Да, я вижу, что ты понимаешь. Это было началом узоров, которые я потом выцарапывала на всех ногтях, узоров, которые стали так модны среди молодых придворных плакальщиц и были названы моим именем. Я сама больше никогда не делаю этого. Тогда это казалось мне таким пустяком: немного лишней краски, немного лишних пятен темноты на фоне света. Инстинктивное движение, которое другие приняли - ошибочно приняли - за проявление гениальности. В конце концов, гениальность есть не более, чем этикетка инстинкта.
В свои длинные волосы я также вплела триллисы и траурные ягоды.
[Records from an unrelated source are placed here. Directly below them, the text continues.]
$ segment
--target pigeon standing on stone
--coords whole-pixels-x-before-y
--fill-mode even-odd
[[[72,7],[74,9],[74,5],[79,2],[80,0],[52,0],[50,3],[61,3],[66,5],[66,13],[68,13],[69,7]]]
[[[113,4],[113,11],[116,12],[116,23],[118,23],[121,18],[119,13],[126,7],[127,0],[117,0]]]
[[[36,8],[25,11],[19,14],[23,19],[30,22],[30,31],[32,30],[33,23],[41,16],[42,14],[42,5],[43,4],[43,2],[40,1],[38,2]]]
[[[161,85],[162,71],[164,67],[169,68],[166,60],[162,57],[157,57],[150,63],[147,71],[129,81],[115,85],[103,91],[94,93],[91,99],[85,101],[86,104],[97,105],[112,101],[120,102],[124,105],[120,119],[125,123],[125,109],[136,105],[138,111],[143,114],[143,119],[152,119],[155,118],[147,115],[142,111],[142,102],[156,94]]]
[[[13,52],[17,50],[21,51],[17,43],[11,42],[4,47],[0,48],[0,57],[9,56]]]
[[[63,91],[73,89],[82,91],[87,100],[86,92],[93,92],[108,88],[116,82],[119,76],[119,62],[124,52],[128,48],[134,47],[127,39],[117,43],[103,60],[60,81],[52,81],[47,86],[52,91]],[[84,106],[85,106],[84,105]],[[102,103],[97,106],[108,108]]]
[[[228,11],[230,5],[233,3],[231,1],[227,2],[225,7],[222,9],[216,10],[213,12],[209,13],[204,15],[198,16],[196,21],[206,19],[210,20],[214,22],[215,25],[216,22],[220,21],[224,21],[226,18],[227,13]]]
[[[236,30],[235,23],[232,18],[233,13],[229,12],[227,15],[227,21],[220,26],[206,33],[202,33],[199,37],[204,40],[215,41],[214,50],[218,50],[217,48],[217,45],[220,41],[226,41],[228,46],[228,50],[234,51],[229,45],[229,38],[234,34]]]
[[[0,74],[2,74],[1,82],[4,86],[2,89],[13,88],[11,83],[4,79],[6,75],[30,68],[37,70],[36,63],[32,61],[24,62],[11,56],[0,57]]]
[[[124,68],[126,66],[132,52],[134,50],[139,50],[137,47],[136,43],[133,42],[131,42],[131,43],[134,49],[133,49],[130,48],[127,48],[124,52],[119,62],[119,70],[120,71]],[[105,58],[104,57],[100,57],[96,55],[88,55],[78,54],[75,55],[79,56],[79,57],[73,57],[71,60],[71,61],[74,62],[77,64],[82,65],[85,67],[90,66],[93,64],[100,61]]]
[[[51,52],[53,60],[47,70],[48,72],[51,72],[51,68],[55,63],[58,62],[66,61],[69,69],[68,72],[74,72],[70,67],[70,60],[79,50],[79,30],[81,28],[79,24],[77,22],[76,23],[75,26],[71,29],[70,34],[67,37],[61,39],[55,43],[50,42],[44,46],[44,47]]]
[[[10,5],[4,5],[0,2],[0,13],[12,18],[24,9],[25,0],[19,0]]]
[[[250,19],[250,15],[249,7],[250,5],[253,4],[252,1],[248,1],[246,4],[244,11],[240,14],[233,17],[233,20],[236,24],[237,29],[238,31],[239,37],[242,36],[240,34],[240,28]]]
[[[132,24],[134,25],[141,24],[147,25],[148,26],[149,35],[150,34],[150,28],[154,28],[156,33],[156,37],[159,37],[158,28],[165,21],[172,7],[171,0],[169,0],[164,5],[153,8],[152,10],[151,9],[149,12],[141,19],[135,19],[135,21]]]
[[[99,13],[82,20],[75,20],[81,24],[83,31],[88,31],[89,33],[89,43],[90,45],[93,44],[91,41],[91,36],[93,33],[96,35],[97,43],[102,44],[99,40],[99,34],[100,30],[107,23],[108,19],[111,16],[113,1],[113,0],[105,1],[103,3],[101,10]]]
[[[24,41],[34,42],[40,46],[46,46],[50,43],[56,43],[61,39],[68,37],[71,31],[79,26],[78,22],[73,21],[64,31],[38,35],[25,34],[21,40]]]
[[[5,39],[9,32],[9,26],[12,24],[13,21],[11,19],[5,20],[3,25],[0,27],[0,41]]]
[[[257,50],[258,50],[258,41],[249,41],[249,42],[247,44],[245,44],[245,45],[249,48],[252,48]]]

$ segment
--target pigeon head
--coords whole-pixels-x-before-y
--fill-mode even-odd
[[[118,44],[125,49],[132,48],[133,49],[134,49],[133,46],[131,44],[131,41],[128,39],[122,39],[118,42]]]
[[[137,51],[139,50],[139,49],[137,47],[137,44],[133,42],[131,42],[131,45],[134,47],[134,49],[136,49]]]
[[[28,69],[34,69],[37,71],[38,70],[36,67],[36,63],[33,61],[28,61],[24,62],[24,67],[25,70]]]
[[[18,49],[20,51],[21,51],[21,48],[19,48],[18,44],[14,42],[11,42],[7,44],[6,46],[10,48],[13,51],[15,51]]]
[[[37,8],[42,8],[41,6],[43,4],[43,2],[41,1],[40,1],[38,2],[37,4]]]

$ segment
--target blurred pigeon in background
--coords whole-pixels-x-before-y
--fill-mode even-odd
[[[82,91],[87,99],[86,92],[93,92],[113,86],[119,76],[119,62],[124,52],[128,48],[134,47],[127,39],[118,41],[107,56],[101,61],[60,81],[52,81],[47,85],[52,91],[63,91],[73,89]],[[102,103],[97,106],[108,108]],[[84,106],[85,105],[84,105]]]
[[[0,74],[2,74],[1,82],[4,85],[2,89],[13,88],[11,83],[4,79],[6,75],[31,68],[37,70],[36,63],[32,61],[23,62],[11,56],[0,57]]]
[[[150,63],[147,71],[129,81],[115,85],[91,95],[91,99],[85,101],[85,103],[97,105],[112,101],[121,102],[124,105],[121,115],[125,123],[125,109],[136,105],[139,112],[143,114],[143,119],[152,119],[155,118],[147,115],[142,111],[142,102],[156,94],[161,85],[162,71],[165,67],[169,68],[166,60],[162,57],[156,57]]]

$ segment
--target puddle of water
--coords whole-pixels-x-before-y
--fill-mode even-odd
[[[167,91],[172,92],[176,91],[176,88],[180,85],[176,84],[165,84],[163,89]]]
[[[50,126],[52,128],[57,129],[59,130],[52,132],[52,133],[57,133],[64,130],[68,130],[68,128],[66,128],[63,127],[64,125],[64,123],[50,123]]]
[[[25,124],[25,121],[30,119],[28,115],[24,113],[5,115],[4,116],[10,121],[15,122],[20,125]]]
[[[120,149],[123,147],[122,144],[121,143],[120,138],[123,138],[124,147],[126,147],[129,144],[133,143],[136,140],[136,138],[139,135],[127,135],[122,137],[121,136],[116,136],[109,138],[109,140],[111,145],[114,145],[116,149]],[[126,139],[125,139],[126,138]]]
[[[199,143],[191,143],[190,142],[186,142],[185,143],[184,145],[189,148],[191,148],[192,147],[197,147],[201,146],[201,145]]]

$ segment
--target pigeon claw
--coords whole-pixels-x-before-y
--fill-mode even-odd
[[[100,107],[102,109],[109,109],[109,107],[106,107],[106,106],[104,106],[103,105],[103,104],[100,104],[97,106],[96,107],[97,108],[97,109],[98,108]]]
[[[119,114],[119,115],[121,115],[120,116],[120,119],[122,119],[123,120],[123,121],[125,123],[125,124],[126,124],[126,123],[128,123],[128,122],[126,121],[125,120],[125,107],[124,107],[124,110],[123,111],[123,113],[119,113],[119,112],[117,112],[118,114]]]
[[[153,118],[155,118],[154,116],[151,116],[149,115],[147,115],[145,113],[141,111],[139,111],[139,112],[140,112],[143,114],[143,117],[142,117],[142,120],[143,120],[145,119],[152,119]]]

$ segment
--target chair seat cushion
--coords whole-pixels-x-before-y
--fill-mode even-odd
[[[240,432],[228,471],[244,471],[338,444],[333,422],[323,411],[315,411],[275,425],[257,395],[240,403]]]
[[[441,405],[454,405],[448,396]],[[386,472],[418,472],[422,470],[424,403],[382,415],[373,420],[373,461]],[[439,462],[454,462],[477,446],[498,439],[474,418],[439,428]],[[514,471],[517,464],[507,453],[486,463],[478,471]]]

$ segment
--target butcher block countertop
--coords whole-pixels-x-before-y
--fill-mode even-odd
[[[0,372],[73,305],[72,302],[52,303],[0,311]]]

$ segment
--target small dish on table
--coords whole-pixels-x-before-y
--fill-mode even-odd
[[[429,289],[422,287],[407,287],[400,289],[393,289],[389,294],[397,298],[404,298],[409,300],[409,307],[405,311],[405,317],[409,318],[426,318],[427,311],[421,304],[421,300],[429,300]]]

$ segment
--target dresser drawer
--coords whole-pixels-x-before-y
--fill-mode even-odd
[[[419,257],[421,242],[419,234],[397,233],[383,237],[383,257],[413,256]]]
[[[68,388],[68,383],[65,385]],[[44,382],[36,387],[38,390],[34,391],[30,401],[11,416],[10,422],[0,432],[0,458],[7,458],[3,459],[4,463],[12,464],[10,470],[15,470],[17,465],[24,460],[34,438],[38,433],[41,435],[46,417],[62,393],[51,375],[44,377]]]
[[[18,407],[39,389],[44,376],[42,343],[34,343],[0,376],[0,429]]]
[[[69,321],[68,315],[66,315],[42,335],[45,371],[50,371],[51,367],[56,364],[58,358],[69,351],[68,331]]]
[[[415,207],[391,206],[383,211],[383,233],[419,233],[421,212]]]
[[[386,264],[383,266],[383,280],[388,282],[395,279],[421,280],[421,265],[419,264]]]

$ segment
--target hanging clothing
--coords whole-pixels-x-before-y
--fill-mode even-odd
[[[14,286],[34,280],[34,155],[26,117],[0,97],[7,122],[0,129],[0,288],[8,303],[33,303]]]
Но это имело значительно меньший успех. Насколько я припоминаю, триллисы увяли быстрее, чем за полдня, а от сока ягод волосы слиплись. Все же, в тот момент, когда я поднялась наверх, чтобы отдать свой долг уважения прабабушке, я чувствовала себя настоящей плакальщицей.
Она повернулась в кровати, на ножках которой были выгравированы погребальные венки, той самой кровати, в которой умирали все женщины в нашем доме. Воздух в комнате был спертым и неподвижным. Даже мне было трудно дышать. Прабабушка посмотрела на меня своими блестящими полумертвыми глазами, рот у нее был искривлен от боли. Какая-то болезнь грызла ее изнутри.
- Ты заставишь их помнить меня? - спросила она.
Зная, что мои мама и бабушка уже обещали ей это до меня, я тем не менее ответила:
- Прабабушка, я сделаю это.
- Пусть строчки твоих погребальных песен будут длинными, - сказала она.
- Пусть твой путь к смерти будет коротким, - ответила я, и ритуал был завершен.